Hoe sterker je team, hoe beter het werkt.

Virtual meeting succes 1

do a check-in to create fertile ground

Since we collectively joined virtual teams last week, we better make the most of working in them. This is the first in a series of to-the-point, tried and tested tips to do just that.

Now more than ever, our minds are pre-occupied with lots of stuff, and that isn’t always the virtual meeting we just joined. Our faces appear neatly in rows on the screen, but our emotional states could be less aligned. A check-in at the very beginning contributes a great deal to the level of focus and openness during the meeting as a whole.

Checking-in means we allow everyone in the meeting to (briefly) share with the rest what’s on their mind and/or how they feel. The following three ways to check-in are useful for any virtual meeting and especially appropriate in our current situation.

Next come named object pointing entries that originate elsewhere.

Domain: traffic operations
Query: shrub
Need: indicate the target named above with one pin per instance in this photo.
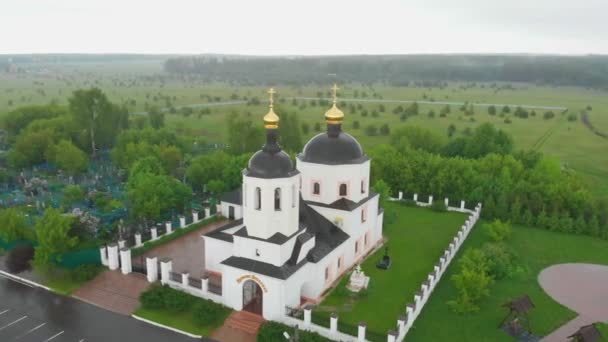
(154, 298)
(18, 259)
(498, 231)
(439, 206)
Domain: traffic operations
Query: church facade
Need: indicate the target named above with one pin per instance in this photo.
(295, 229)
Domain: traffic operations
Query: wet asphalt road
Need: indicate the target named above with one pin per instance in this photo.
(29, 314)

  • Landing – Ask participants to answer a landing question, like: ‘what do you need or want to share in order to be mentally present in this meeting’. Participants might briefly share a concern that is on their mind, an exciting new insight they just gained or a brief story of what just happened before they joined the meeting. Everyone can share, not everyone has to. Keep it brief. Just allowing the space, invites participants to check for possible distractions they may or may not be aware of. This way, landing reduces the level of noise from inside ourselves, adding to our focus. A follow-up question might be: ‘is there anything you need to take care of briefly in order to get this off your mind for the duration of the meeting?’. Often, a quick e-mail or message is enough to do that.
  • Sharing our current emotional state – Invite participants to say something about how they feel, right now, in a few sentences. The simple way is to ask just that: ‘say a few sentences about how you feel, this very moment’. Other ways are: ‘what is your current weather report?’, ‘if your mood had a flag, what would be on it right now?’, ‘what color is your emotional state right now?’. Keep participants focused on the current moment, this is not a prompt to start telling about how everyone has been doing all week. The purpose of sharing our emotional state is to raise the level of intimacy and openness during the meeting. And to foster mutual understanding. Awareness of people’s emotional state helps us strike the right tone when we talk to each other.
  • Storytelling – Check-ins are a perfect opportunity to get to know each other better by means of a brief story-telling question. Examples are: ‘what has brought you joy in the past few days?’, ‘what have you learned about yourself since we started working from home?’. ‘who would you love to high-five, shake hands with, or hug, right now, and why?’, ‘what have you discovered recently that we can all benefit from?’. Team members will set the tone by taking these questions into a lighter or a more serious direction. The tone might shift when people take turns. You may want to ask participants to comment on what they observed. That way, the round of storytelling becomes a check-in for the emotional state of the team as well.

If you want, let me know how this worked for you and for your team. And don’t hesitate to add ideas below, so we can all learn from each other.

Wishing you good health and spirits!